Area Sport Fishing Reports
August 22, 2019
An excellent resource for trip planning is the Yakutat Interactive Map which provides information on fishing locations, species run timing, fishing gear, and angler access.
Coho fishing in freshwater has picked up in recent days. Good numbers of fish are pushing into the lower Situk and the pink salmon run is beginning to slow down. Fish are also being caught in the Lost River/Tawah Creek system, though that run is typically a little later than the Situk. Low flow conditions are still challenging anglers and likely keeping large numbers of fish from moving up the rivers, but Yakutat is getting rain today and more is in the forecast.
Saltwater coho fishing remains slow. Hopefully the change in weather will bring some fish into the nearshore areas.
The Situk River weir was pulled on August 11th. The total 2019 Situk River sockeye count was 72,561, counts can be viewed at the ADF&G Fish Counts website.
The total 2019 Situk River count of large king salmon was 623.
Sport fishing for king salmon remains closed in the Situk River.
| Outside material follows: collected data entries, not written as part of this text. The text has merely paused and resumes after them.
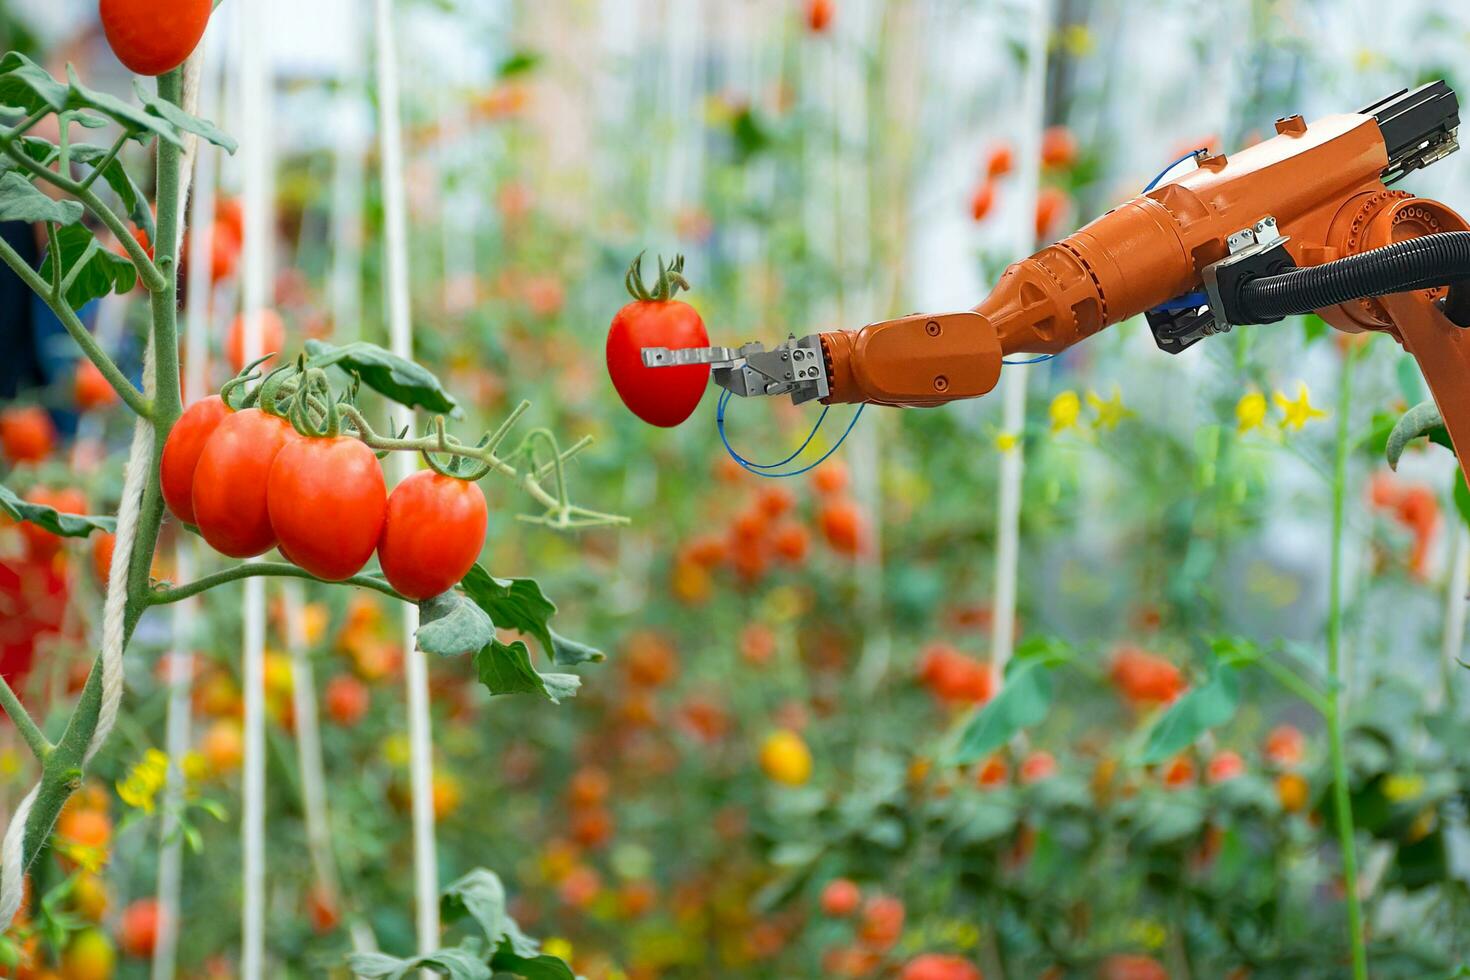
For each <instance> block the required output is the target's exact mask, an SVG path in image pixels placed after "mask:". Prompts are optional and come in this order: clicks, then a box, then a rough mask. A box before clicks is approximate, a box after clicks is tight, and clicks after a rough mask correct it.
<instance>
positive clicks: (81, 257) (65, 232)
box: [41, 225, 138, 310]
mask: <svg viewBox="0 0 1470 980" xmlns="http://www.w3.org/2000/svg"><path fill="white" fill-rule="evenodd" d="M56 241H57V245H59V247H60V253H62V279H63V281H65V279H66V278H68V276H72V270H73V269H76V267H78V266H81V269H79V270H78V272H76V273H75V278H72V285H71V288H69V289H68V291H66V301H68V303H69V304H71V307H72V309H73V310H79V309H82V307H84V306H87V304H88V303H91V301H93V300H96V298H98V297H104V295H107V294H109V292H126V291H128V289H131V288H132V287H135V285H137V284H138V267H137V266H134V264H132V262H129V260H128V259H123V257H122V256H115V254H113V253H110V251H107V250H106V248H103V247H101V242H100V241H97V238H96V237H94V235H93V234H91V232H90V231H87V226H85V225H72V226H69V228H63V229H60V231H59V232H57V235H56ZM41 278H43V279H46V281H47V282H50V281H51V256H50V254H47V256H46V262H43V263H41Z"/></svg>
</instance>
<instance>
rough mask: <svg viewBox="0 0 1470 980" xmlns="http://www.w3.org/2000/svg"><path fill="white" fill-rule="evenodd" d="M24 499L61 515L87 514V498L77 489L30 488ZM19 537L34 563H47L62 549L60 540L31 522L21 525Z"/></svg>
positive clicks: (54, 535) (84, 494)
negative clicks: (42, 561) (38, 504)
mask: <svg viewBox="0 0 1470 980" xmlns="http://www.w3.org/2000/svg"><path fill="white" fill-rule="evenodd" d="M25 498H26V500H28V501H31V502H32V504H43V505H46V507H51V508H54V510H59V511H62V513H63V514H85V513H87V497H85V494H82V492H81V491H79V489H75V488H69V486H68V488H63V489H49V488H46V486H32V488H31V491H29V492H26V495H25ZM21 535H22V536H24V538H25V544H26V552H28V554H29V555H31V558H32V560H35V561H49V560H50V558H51V555H54V554H56V552H57V551H60V548H62V539H60V538H57V536H56V535H53V533H51V532H50V530H46V529H44V527H41V526H40V525H32V523H31V522H28V520H26V522H22V523H21Z"/></svg>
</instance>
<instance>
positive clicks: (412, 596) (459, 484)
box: [378, 470, 490, 599]
mask: <svg viewBox="0 0 1470 980" xmlns="http://www.w3.org/2000/svg"><path fill="white" fill-rule="evenodd" d="M488 520H490V511H488V508H487V507H485V495H484V494H482V492H481V491H479V488H478V486H476V485H473V483H470V482H466V480H462V479H456V478H453V476H444V475H441V473H435V472H434V470H419V472H417V473H412V475H409V476H407V478H404V479H403V482H400V483H398V485H397V486H394V488H392V494H390V495H388V514H387V517H385V519H384V523H382V536H381V538H379V539H378V560H379V561H381V563H382V573H384V577H387V579H388V583H390V585H391V586H392V588H395V589H398V592H401V594H403V595H406V597H409V598H410V599H426V598H431V597H435V595H440V594H442V592H447V591H448V589H450V588H453V586H454V583H456V582H459V580H460V579H463V577H465V573H466V572H469V570H470V567H472V566H473V564H475V560H476V558H479V551H481V548H482V547H484V545H485V525H487V523H488Z"/></svg>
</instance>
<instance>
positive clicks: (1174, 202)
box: [644, 82, 1470, 447]
mask: <svg viewBox="0 0 1470 980" xmlns="http://www.w3.org/2000/svg"><path fill="white" fill-rule="evenodd" d="M1458 122H1460V120H1458V103H1457V100H1455V96H1454V93H1452V91H1451V90H1449V88H1448V87H1446V85H1445V84H1444V82H1430V84H1429V85H1423V87H1420V88H1417V90H1414V91H1411V93H1410V91H1404V93H1398V94H1395V96H1392V97H1389V98H1386V100H1383V101H1382V103H1377V104H1376V106H1370V107H1367V109H1364V110H1363V112H1357V113H1345V115H1338V116H1327V118H1324V119H1319V120H1316V122H1313V123H1311V125H1308V123H1307V122H1305V120H1304V119H1302V118H1301V116H1289V118H1283V119H1279V120H1277V122H1276V137H1273V138H1270V140H1266V141H1263V143H1260V144H1257V145H1254V147H1250V148H1247V150H1241V151H1239V153H1233V154H1230V156H1225V154H1208V153H1202V151H1201V153H1200V154H1197V163H1198V167H1197V169H1195V170H1192V172H1189V173H1186V175H1185V176H1182V178H1179V179H1176V181H1172V182H1169V184H1164V185H1163V187H1158V188H1155V190H1151V191H1148V192H1145V194H1142V195H1141V197H1136V198H1133V200H1130V201H1127V203H1125V204H1120V206H1119V207H1116V209H1113V210H1111V212H1108V213H1107V215H1104V216H1101V217H1098V219H1097V220H1094V222H1092V223H1089V225H1086V226H1085V228H1082V229H1079V231H1078V232H1075V234H1072V235H1069V237H1067V238H1064V239H1061V241H1058V242H1055V244H1054V245H1048V247H1045V248H1042V250H1041V251H1038V253H1036V254H1033V256H1030V257H1029V259H1025V260H1022V262H1017V263H1014V264H1013V266H1010V267H1008V269H1007V270H1005V272H1004V273H1003V275H1001V279H1000V282H998V284H997V287H995V289H994V291H992V292H991V295H989V297H986V300H985V301H983V303H980V304H979V306H978V307H975V310H972V311H963V313H944V314H916V316H906V317H900V319H897V320H885V322H881V323H872V325H869V326H864V328H861V329H857V331H838V332H831V334H820V335H814V336H807V338H803V339H800V341H797V339H795V338H792V339H791V341H788V342H786V344H782V345H778V347H776V348H775V350H772V351H766V350H764V348H763V347H761V345H759V344H753V345H747V347H742V348H739V350H732V348H698V350H697V351H666V350H661V348H659V350H650V351H645V354H644V360H645V363H648V364H672V363H691V361H701V363H710V364H713V366H714V372H713V376H714V381H716V382H717V383H720V385H722V386H725V388H729V389H731V391H734V392H735V394H741V395H751V394H791V395H792V398H794V400H797V401H806V400H808V398H820V400H823V401H828V403H833V401H839V403H875V404H886V406H936V404H942V403H947V401H954V400H957V398H973V397H976V395H983V394H986V392H988V391H991V389H992V388H994V386H995V383H997V382H998V381H1000V373H1001V363H1003V359H1004V357H1005V356H1010V354H1022V353H1035V354H1054V353H1058V351H1063V350H1066V348H1067V347H1070V345H1073V344H1076V342H1078V341H1082V339H1085V338H1088V336H1091V335H1094V334H1097V332H1098V331H1101V329H1104V328H1107V326H1111V325H1113V323H1119V322H1122V320H1126V319H1130V317H1133V316H1138V314H1148V319H1150V326H1151V328H1152V329H1154V335H1155V339H1157V342H1158V345H1160V347H1161V348H1163V350H1166V351H1169V353H1179V351H1182V350H1185V348H1186V347H1189V345H1192V344H1194V342H1197V341H1200V339H1202V338H1205V336H1208V335H1211V334H1217V332H1225V331H1229V329H1230V326H1232V325H1238V323H1260V322H1270V320H1279V319H1282V316H1285V314H1289V313H1304V311H1307V310H1313V309H1316V311H1317V313H1320V314H1322V316H1323V317H1324V319H1326V320H1327V322H1329V323H1332V325H1333V326H1335V328H1338V329H1342V331H1349V332H1360V331H1383V332H1389V334H1392V335H1394V336H1395V338H1397V339H1398V341H1399V342H1401V344H1404V347H1405V348H1407V350H1410V351H1411V353H1413V354H1414V357H1416V359H1417V360H1419V363H1420V366H1421V369H1423V372H1424V378H1426V379H1427V381H1429V385H1430V388H1432V391H1433V394H1435V398H1436V400H1438V401H1439V407H1441V411H1442V414H1444V417H1445V420H1446V423H1448V428H1449V432H1451V436H1452V438H1454V439H1455V442H1457V444H1458V445H1463V447H1470V331H1467V329H1464V328H1463V326H1457V323H1455V322H1454V320H1451V316H1455V319H1463V320H1466V322H1467V323H1470V316H1466V314H1464V313H1463V311H1464V307H1467V306H1470V295H1454V297H1451V303H1449V316H1446V311H1445V303H1444V297H1445V287H1446V285H1448V284H1449V282H1452V281H1457V279H1464V281H1466V285H1464V287H1457V288H1458V289H1461V291H1463V292H1467V294H1470V235H1441V234H1442V232H1467V231H1470V225H1467V223H1466V220H1464V219H1463V217H1460V216H1458V215H1457V213H1454V212H1452V210H1449V209H1448V207H1445V206H1444V204H1439V203H1436V201H1429V200H1423V198H1416V197H1413V195H1410V194H1407V192H1404V191H1395V190H1389V187H1388V184H1389V182H1392V181H1397V179H1398V178H1399V176H1402V175H1404V173H1407V172H1408V170H1413V169H1416V167H1420V166H1426V165H1429V163H1433V162H1435V160H1438V159H1441V157H1444V156H1445V154H1448V153H1449V151H1452V150H1454V148H1455V145H1457V144H1455V137H1457V129H1458ZM1416 238H1423V245H1424V247H1423V248H1421V250H1419V251H1426V253H1433V254H1430V256H1427V257H1426V256H1420V254H1416V256H1404V254H1402V253H1404V250H1405V248H1407V245H1404V244H1402V242H1407V241H1408V239H1416ZM1385 245H1394V247H1395V248H1394V250H1391V253H1374V254H1366V253H1373V250H1377V248H1382V247H1385ZM1341 260H1349V262H1341ZM1446 270H1448V272H1446ZM1302 276H1307V279H1302ZM1395 276H1399V278H1398V279H1395ZM1186 295H1192V297H1194V300H1185V301H1176V300H1177V298H1179V297H1186ZM1302 297H1305V298H1307V300H1308V301H1310V303H1313V306H1305V307H1304V309H1297V307H1299V306H1301V304H1302V301H1304V300H1302ZM1373 297H1377V298H1373ZM1457 310H1460V311H1461V313H1460V314H1458V316H1457V314H1455V311H1457ZM819 369H820V372H819ZM808 372H810V373H808Z"/></svg>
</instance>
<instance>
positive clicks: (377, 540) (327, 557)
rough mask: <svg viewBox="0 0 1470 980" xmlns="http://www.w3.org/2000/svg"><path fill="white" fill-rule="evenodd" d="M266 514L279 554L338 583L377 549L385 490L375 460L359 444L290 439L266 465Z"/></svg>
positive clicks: (385, 494)
mask: <svg viewBox="0 0 1470 980" xmlns="http://www.w3.org/2000/svg"><path fill="white" fill-rule="evenodd" d="M266 510H268V511H269V514H270V527H272V529H273V530H275V536H276V541H278V542H279V545H281V554H284V555H287V557H288V558H291V561H293V563H295V564H298V566H301V567H303V569H306V570H307V572H310V573H312V574H315V576H316V577H319V579H326V580H328V582H340V580H343V579H345V577H350V576H353V574H357V572H359V570H362V567H363V566H365V564H368V558H370V557H372V552H373V548H376V547H378V535H381V533H382V519H384V514H385V513H387V511H388V486H387V483H384V479H382V470H381V469H379V467H378V457H376V455H373V451H372V450H369V448H368V447H366V445H365V444H363V442H362V441H359V439H353V438H350V436H337V438H332V439H293V441H290V442H288V444H287V445H285V447H282V448H281V451H279V453H276V457H275V461H273V463H272V464H270V476H269V478H268V480H266Z"/></svg>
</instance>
King salmon may not be targeted, retained, or possessed; king salmon caught while sockeye fishing may not be removed from the water and must be released immediately.
Sport fishing for king salmon is open in Yakutat Area marine waters. Catch rates in the Yakutat area low as anglers focus on coho and groundfish, but king salmon are being encountered.
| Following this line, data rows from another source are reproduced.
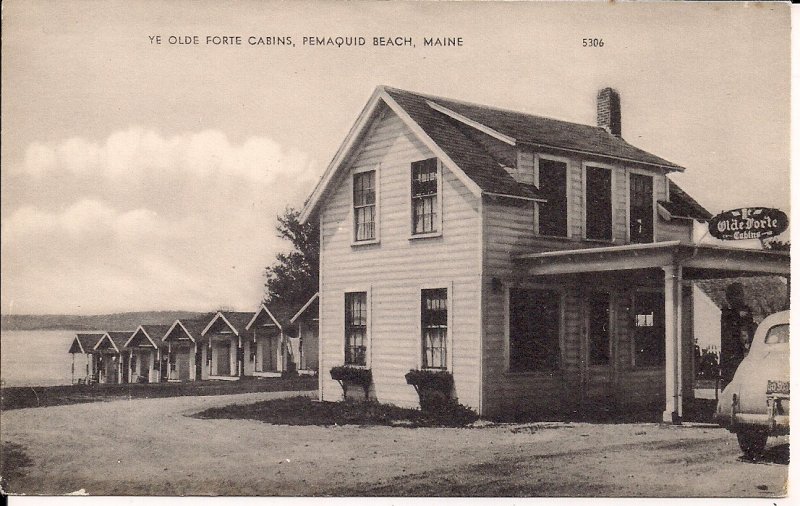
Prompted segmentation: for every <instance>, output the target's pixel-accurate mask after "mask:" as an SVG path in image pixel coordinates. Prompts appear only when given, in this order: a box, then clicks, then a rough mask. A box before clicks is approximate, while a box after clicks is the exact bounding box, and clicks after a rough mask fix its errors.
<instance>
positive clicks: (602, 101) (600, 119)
mask: <svg viewBox="0 0 800 506" xmlns="http://www.w3.org/2000/svg"><path fill="white" fill-rule="evenodd" d="M597 126H599V127H602V128H605V129H606V131H607V132H608V133H610V134H611V135H614V136H616V137H622V113H621V112H620V105H619V93H617V91H616V90H614V89H612V88H603V89H602V90H600V91H599V92H598V93H597Z"/></svg>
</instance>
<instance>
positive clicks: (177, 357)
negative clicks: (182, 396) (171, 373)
mask: <svg viewBox="0 0 800 506" xmlns="http://www.w3.org/2000/svg"><path fill="white" fill-rule="evenodd" d="M175 359H176V360H177V361H178V364H177V369H178V379H179V380H180V381H189V351H188V350H187V351H186V352H180V353H177V354H176V355H175Z"/></svg>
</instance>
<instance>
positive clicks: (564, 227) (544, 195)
mask: <svg viewBox="0 0 800 506" xmlns="http://www.w3.org/2000/svg"><path fill="white" fill-rule="evenodd" d="M538 168H539V172H538V176H539V177H538V181H539V190H540V191H541V193H542V196H543V197H544V198H545V199H547V202H540V203H539V234H541V235H549V236H556V237H566V235H567V164H566V162H562V161H558V160H548V159H545V158H540V159H539V165H538Z"/></svg>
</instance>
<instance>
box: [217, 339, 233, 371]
mask: <svg viewBox="0 0 800 506" xmlns="http://www.w3.org/2000/svg"><path fill="white" fill-rule="evenodd" d="M214 351H215V352H216V355H217V356H216V359H217V375H218V376H230V374H231V343H230V342H229V341H223V342H220V343H217V346H216V350H214Z"/></svg>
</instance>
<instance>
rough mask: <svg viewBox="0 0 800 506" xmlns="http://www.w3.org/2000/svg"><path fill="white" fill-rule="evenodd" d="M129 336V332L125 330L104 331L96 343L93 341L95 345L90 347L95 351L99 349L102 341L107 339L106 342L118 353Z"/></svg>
mask: <svg viewBox="0 0 800 506" xmlns="http://www.w3.org/2000/svg"><path fill="white" fill-rule="evenodd" d="M129 336H131V332H127V331H125V332H106V333H105V334H103V336H102V337H101V338H100V339H99V340H98V341H97V343H95V345H94V346H93V347H92V349H93V350H95V351H97V350H99V349H100V345H101V344H102V343H103V342H105V341H108V343H109V344H110V345H111V347H112V348H114V350H116V352H117V353H119V352H121V351H122V350H123V349H124V348H125V345H126V343H127V341H128V337H129Z"/></svg>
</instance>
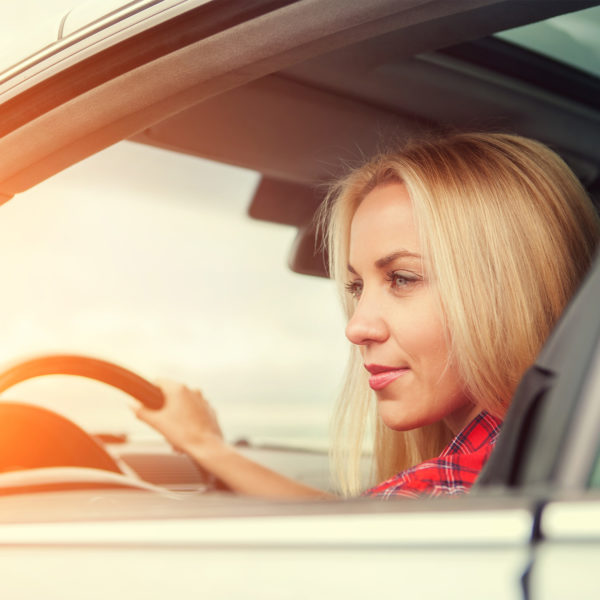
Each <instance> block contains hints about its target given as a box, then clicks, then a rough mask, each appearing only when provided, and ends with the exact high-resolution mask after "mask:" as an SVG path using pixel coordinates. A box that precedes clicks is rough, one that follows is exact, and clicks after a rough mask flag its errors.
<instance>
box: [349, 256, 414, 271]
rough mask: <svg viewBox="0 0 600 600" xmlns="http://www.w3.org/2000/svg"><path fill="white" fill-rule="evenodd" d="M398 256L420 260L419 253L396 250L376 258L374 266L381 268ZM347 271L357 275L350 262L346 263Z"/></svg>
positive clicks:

The following regulations are now in effect:
- Bag and possession limit is one king salmon, 28 inches or greater in length.
- Bag and possession limit is one king salmon, 28 inches or greater in length;
- From August 16 through December 31, 2019, the annual harvest limit is one king salmon, 28 inches or greater in length, and any king salmon harvested earlier in 2019 apply toward the one fish annual harvest limit;
- Immediately upon retaining a king salmon a nonresident must enter the species, date and location, in ink, on the back of their sport fishing license or on a nontransferable harvest record.
Other Marine Fishing
Halibut fishing remains strong, with many anglers catching their limits. However, spiny dogfish have moved into the area, which can make halibut fishing difficult.
Lingcod fishing also continues to be good.
Rockfish catches also continue to be strong.
Effective Thursday, July 25th, retention of non-pelagic rockfish is prohibited in the Yakutat area and in all outside waters of Southeast Alaska, through August 31st.
An emergency order was issued in March 2019 that prohibits retention of non-pelagic rockfish in outside waters, and it was referenced in the Southeast Alaska sportfishing regulation summary on page 12.
All vessels are required to have at least one functional deep water release device (regardless of species targeted) and anglers are REQUIRED to use a rockfish release device to release nonpelagic rockfish during this time. Please see the Southeast Alaska Sport Fish Regulation Summary or visit your local ADF&G office to see examples of rockfish release devices and learn about their use.
Regulation summaries and the most recent regulatory changes are available online and at the Yakutat ADF&G office, most local tackle and outdoor stores in Alaska.